Some thoughts:
This diagram shows one of them, how we got to deciding to use Optimism ORU: https://github.com/dxos/gravity/blob/master/docs/content/diagrams/payment-diagram-2.png
The money is on Ethereum, but Ethereum is too slow, so we make a different faster blockchain but now we have to get the money on and off that chain and that's hard/unsolved, but finally if someone figured out how to speed up Ethereum finally then we should use that technique because that was the problem we started with.
This makes some sense, except : Optimism ORU is somewhere between an idea and a prototype at this point, and : using it implies we must move to the Ethereum platform (because Optimism can be viewed as a turbocharger for Ethereum mainnet that looks and feels like Ethereum -- it isn't a standalone thing).
This implies throwing away the work we have done on CosmosSDK.

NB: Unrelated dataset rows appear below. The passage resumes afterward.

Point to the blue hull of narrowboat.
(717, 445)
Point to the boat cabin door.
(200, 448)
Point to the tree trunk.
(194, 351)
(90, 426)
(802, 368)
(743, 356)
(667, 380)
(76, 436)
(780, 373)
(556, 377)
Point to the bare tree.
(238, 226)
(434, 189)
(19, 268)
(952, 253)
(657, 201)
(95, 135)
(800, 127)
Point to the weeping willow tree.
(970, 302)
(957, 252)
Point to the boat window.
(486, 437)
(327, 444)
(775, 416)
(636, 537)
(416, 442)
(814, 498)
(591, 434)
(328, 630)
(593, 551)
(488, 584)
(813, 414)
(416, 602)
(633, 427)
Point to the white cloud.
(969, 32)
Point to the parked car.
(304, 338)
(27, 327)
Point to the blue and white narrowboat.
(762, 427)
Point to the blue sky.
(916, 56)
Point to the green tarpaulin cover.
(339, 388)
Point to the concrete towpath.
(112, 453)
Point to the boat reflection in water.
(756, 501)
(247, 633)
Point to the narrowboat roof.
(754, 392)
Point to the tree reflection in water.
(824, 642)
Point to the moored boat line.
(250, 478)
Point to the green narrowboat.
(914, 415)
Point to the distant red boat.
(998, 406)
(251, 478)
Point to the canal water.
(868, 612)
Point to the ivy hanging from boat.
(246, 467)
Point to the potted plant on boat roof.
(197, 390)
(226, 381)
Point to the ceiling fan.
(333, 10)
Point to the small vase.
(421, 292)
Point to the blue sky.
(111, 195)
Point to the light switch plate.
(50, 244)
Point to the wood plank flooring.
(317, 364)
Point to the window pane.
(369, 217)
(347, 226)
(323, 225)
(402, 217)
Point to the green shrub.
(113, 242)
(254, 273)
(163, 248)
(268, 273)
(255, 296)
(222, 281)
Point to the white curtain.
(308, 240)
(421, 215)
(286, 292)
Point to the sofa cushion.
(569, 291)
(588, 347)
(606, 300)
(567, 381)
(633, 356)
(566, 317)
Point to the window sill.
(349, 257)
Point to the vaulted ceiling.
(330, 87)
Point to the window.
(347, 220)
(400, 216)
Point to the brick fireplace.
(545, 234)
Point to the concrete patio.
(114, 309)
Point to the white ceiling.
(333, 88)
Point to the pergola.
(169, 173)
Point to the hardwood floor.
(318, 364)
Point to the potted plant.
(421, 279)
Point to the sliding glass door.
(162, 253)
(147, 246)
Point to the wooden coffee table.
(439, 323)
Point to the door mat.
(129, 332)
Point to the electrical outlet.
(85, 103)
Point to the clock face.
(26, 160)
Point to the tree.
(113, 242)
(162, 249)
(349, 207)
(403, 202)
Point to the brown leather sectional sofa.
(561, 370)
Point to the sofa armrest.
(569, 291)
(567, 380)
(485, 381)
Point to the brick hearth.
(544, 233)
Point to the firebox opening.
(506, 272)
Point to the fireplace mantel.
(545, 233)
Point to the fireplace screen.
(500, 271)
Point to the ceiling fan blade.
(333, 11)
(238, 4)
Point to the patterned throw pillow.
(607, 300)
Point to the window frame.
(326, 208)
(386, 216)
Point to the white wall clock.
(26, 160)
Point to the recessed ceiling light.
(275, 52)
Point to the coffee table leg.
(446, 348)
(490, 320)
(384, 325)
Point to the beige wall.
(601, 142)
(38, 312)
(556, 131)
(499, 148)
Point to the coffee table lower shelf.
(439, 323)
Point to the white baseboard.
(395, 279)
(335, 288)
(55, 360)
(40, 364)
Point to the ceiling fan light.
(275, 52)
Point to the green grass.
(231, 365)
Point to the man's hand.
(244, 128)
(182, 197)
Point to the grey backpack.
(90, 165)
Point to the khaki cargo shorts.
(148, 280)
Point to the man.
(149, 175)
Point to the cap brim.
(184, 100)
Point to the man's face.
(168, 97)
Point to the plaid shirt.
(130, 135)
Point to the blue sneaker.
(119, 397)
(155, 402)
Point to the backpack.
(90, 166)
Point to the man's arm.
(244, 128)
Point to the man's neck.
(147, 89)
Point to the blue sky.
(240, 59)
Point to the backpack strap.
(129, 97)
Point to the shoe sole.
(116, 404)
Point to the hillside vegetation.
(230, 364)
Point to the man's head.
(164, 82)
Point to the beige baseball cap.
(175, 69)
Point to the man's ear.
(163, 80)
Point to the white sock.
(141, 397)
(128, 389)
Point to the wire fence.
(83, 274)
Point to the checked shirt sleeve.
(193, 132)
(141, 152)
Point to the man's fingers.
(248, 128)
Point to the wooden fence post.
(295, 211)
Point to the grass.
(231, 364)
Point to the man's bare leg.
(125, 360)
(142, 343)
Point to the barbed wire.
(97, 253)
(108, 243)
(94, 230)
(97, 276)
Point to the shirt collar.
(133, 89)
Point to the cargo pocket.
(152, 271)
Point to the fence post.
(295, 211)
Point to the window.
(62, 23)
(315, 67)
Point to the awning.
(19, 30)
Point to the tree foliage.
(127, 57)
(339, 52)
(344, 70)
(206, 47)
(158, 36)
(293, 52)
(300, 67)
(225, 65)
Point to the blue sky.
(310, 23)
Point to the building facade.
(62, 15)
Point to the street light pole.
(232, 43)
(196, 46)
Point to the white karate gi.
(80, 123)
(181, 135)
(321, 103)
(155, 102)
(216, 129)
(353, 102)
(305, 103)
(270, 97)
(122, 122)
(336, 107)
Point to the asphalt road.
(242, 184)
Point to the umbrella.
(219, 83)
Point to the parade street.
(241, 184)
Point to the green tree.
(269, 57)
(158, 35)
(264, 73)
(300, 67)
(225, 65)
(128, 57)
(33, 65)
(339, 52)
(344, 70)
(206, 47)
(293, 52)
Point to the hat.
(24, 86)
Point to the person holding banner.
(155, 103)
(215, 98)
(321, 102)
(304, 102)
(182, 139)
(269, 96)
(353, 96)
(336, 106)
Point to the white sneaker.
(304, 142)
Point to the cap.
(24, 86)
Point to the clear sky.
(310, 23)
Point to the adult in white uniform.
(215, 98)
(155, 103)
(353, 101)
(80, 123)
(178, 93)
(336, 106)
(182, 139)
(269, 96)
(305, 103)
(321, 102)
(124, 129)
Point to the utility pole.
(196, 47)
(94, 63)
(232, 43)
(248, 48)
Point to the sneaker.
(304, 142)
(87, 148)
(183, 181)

And re-implementing it on Ethereum+Optimism. Another diagram: https://github.com/dxos/gravity/blob/master/docs/content/diagrams/payment-diagram-5.png (edited)
But in the current diagrams from Ashwin/Rick they didn't do that -- there's both the old and the new designs side by side. This implies yet another bridge has to be built between the two, another layer of turtles since that bridge has the same hardness properties that we began with above.
Another thread is that we would like to use existing open source projects (make vs buy decision) for various things. Most of these target the Ethereum platform. Diagram : https://github.com/dxos/gravity/blob/master/docs/content/diagrams/payment-diagram-3.png
Since we are not Ethereum-based, to use one of these projects we then have the choice between "porting" it to our CosmosSDK blockchain, or building an Ethereum emulation capability in our blockchain.
That Ethereum emulation capability doesn't exist in a turnkey form so we would need to do some of the work ourselves. Unclear to me that this work is less effort than porting the projects to CosmosSDK.
Note that there are now two quite different reasons we have EVM in our block diagram, but the difference tends to get lost in the discussion.